THE BUSH administration's chronically failing attempt to invent a new legal system for holding and trying terrorism suspects has suffered yet another setback. On Monday, war crimes charges against two al-Qaeda suspects held at the Guantanamo Bay prison were dismissed by two different military judges. Both ruled that the administration had not legally established that the accused were "unlawful enemy combatants" and thus subject to trial by Guantanamo's military commissions. More than five years after President Bush rejected the Geneva Conventions and the U.S. court-martial system for handling al-Qaeda and Taliban prisoners, the first trial of a detainee once again has been put off indefinitely. That gives Congress a chance to rework the bad system it was stampeded into approving before last fall's midterm elections.

The administration's latest stumble resulted from the fact that the two men it was trying to put on trial, Salim Ahmed Hamdan and Omar Khadr, had been judged by Guantanamo's parallel system of Combatant Status Review Tribunals to be "enemy combatants" only, without the designation "unlawful." Contrary to the claims of embarrassed Pentagon spokesmen, the problem is not merely semantic but stems directly from Mr. Bush's disastrous decision to ignore the Geneva Conventions. Capt. Keith J. Allred, a military judge, ruled that Mr. Hamdan had never received "an individualized determination" that he was an unlawful combatant, as required under Geneva; without that, detainees are entitled to be treated as prisoners of war. The judge also found that the standard for "enemy combatant" used by the status tribunals was broader than that for "unlawful combatant" as established by Congress for purposes of the military commissions.

In theory, the administration could appeal the judges' rulings -- but the appeals court that is to hear military commission cases hasn't yet been established. The administration could also rehold tribunals for the approximately 80 Guantanamo detainees it intends to put on trial. Either way, the legal quagmire it has blundered into will only deepen, along with the discredit Guantanamo has already acquired around the world. Cleaning up the mess won't be easy: While closing Guantanamo is an important goal, this administration or its successor will first have to figure out how to dispose of those prisoners who cannot be tried or returned to their native countries and who are too dangerous to be released.

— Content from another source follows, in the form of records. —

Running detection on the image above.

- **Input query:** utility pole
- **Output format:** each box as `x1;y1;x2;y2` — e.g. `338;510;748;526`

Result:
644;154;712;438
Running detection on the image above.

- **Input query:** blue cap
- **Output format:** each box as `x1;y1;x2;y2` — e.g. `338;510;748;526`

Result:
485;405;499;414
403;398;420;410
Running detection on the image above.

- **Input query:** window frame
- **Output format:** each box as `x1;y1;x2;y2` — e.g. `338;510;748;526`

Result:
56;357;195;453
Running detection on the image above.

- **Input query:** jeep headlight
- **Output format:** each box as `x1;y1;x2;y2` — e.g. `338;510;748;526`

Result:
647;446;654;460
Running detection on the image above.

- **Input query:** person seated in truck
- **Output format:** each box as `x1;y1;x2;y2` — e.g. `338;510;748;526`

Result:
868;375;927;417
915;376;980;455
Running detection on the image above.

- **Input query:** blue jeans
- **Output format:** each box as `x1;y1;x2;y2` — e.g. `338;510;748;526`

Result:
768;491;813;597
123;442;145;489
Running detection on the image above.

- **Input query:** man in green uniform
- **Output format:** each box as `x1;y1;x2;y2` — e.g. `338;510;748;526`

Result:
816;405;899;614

For now, Congress can mitigate the trouble by passing two pieces of legislation that are before it. One, to be voted on today by the Senate Judiciary Committee under the bipartisan sponsorship of Arlen Specter (R-Pa.) and Patrick Leahy (D-Vt.), would restore the right of habeas corpus to Guantanamo prisoners, allowing them to appeal their detentions to U.S. federal courts. The other, which has been attached to the Senate's version of the annual defense authorization bill by Sen. Carl M. Levin (D-Mich.), would reform the deeply flawed tribunal process at Guantanamo by requiring that detainees be represented by lawyers and have access to the evidence against them. The measure would also curtail the use of evidence obtained by coercion and require that the tribunals be headed by judges. If Guantanamo detainees are to be subject to special trials in which they could be sentenced to death, the process that determines them to be "unlawful combatants" who are eligible for that justice should be unimpeachable.